From file "038_pss" entitled "PSfline10.qxd" page 01
From file "038_pss" entitled "PSfline10.qxd" page 01

There is a message from the boss saved on my voice-mail. I listened to it once about a week ago and it filled me with such dark terror that I just couldn't face the message's implications.

Lucky for me, the boss is on vacation. I dumped it right into the “saved” mailbox.

The dreaded message, from what I remember, starts off very positive. He complimented the sales figures for the quarter, commended the staff's ability to keep up with a nice sales increase, and mentioned the improving margins. All great stuff—until the end. He signed off with a quick six-word sentence that froze my blood: “It's time to hire another salesperson.”

I know, I know. I should be excited. We're growing. And growth must be supported by increasing the size of our staff. But the thought of crafting job descriptions, wading through applications, scheduling interviews (only to have candidates cancel or simply not show up), and muscling through reference calls and then second interviews just doesn't appeal to me. And that's before facing inevitable salary discussions.

When it finally comes time to face the boss's request I'm going to give myself a leg up. I'm going to spend a little more effort on a carefully crafted advertisement—not just a few haphazard lines in the help-wanted section. This will be a quarter-page ad filled with information that will provide a thoroughly accurate picture of who should apply.

Here is my first draft:

“If you don't know that a 2x4 is not really 2 inches thick, or if you think OSB is a rap band, please stop reading this.

We are looking for a lumber and building material professional salesperson. By professional, we mean PROFESSIONAL. If you thought about interviewing in a T-shirt, don't bother. By salesperson we mean someone who sells. Preferably a lot.

Please be prepared to display your knowledge of the building industry. Be forewarned that having built your kids a swing set or having a cousin who is a plumber will not count. Nor will your addiction to home improvement reality shows.

While we're on the topic of addictions—don't have any.

And another thing—please, please, please list references other than family members. Really—it's embarrassing for me to ask your Aunt Hilda about your work ethics.
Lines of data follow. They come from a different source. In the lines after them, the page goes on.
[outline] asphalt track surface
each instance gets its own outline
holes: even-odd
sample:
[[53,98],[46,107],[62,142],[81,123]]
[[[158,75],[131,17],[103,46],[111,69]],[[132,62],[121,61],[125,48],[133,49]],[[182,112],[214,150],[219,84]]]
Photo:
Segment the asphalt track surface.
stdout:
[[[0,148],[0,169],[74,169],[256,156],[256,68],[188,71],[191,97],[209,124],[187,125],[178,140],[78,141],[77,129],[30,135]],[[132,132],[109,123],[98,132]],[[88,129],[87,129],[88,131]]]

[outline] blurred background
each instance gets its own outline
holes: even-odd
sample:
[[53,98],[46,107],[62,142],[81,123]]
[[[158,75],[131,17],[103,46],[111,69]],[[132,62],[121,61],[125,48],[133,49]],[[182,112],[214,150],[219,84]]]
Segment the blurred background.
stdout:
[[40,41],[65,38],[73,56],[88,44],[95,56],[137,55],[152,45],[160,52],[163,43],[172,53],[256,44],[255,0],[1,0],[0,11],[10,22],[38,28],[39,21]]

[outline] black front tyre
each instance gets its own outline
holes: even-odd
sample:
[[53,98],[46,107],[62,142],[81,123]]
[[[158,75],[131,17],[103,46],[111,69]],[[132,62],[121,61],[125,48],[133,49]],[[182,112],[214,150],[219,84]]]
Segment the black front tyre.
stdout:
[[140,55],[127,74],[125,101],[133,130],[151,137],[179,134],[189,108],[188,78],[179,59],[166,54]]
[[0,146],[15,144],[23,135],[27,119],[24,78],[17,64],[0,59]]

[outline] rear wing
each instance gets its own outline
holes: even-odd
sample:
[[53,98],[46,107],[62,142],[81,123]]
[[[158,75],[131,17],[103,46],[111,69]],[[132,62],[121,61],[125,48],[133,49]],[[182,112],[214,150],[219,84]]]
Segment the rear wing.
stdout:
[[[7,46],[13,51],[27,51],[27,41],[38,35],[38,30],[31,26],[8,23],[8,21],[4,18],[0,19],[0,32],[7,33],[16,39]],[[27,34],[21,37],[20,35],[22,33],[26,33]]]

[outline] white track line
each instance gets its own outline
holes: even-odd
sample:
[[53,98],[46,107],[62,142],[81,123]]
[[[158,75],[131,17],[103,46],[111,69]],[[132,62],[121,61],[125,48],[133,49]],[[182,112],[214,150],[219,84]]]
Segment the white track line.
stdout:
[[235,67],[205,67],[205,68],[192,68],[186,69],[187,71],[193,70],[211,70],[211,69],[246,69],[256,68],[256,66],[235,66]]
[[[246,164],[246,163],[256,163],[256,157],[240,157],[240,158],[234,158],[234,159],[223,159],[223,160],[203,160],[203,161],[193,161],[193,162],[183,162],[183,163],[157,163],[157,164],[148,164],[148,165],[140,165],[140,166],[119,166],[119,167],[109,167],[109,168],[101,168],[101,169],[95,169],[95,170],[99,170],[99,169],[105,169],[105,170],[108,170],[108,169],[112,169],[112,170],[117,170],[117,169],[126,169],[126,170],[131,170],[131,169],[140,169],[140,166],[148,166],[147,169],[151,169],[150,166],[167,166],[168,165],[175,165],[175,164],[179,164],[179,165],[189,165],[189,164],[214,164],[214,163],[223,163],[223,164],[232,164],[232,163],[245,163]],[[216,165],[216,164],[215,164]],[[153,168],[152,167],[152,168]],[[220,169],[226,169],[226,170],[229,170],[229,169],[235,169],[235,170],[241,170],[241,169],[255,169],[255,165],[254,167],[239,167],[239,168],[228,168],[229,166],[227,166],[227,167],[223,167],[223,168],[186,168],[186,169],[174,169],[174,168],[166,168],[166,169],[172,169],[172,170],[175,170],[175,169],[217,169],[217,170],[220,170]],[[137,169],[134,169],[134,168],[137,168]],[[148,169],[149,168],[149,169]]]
So, if you've read this far, you're probably wondering what I have to offer you. That's easy—nothing! Absolutely nothing! Well, except the obvious: We're hiring, so you know we are a growing company. To be growing means we must have a great support staff, solid service levels, and quality management.

If we have all those great people, we must offer an aggressive compensation package. If we can afford to do that, we must be profitable, meaning we offer you long-term job security.

So send me a resume if you want to; otherwise, leave me alone, I'm busy.”

I'm a little nervous about being so straightforward, so I haven't placed the advertisement yet. But I'm sure I'm not the only one who wonders if doing this would help prevent wasted phone calls and uncomfortable interviews.

I'll take any suggestions on rewriting the ad. But please hurry—the boss is due back tomorrow.